The second share price turnaround
Then came the announcements of not 1 but multiple likely effective vaccines.
With the prospect of a global reopening seemingly within sight, energy prices rallied. Brent crude has leapt 29% since 30 October, currently trading for US$48.25 per barrel.
As for our top ASX energy shares?
Woodside’s share price is up 30% since the beginning of November. And Santos’ share price is up 33%.
Now all eyes are on the Organisation of the Petroleum Exporting Countries (OPEC).
Will OPEC+ deliver more share price gains for Santos and Woodside?

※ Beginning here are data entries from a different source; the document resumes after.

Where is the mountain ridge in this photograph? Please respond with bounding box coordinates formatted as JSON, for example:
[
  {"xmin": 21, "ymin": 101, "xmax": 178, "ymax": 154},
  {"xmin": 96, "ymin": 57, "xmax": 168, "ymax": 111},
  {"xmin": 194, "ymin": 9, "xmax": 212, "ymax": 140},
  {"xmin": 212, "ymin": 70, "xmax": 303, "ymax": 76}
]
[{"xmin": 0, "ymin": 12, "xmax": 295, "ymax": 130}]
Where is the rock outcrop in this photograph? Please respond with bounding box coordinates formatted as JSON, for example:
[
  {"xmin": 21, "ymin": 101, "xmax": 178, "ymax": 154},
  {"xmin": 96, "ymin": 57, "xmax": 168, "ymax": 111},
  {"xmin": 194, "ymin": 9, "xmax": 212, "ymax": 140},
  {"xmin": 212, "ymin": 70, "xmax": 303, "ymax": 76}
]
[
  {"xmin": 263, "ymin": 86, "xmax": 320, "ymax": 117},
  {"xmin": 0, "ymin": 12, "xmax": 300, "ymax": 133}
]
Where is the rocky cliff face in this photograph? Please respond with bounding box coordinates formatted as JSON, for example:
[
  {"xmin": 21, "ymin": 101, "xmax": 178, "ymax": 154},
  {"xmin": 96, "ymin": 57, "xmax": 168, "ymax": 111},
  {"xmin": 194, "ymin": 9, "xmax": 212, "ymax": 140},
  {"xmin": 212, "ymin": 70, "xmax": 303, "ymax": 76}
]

OPEC+ (which includes Russia) is currently debating a new deal on its oil production limits in 2021.
Battling a surge in US shale oil production, OPEC+ had introduced significant production cuts before the pandemic struck. And the group has since extended those cuts, helping stem the oversupply during a time of much weaker demand.
The future of those cuts should be known by the weekend, as members meet again today (overnight Aussie time). And their decision is likely to have a significant impact on crude prices, and therefore the share prices of ASX 200 energy majors like Santos and Woodside.
As Tariq Zahir, managing member of the global macro program at Tyche Capital Advisors LLC, puts it (quoted by Bloomberg):
At least in the short- to medium-term, it’s all been about OPEC. Demand is going to be hit for at least the next few months. If OPEC does not get an extension on the cuts and compliance of these cuts, oil could head a lot lower.
With both the Santos and Woodside share prices trending higher today, ASX investors will be keeping a close eye on OPEC’s pending announcement.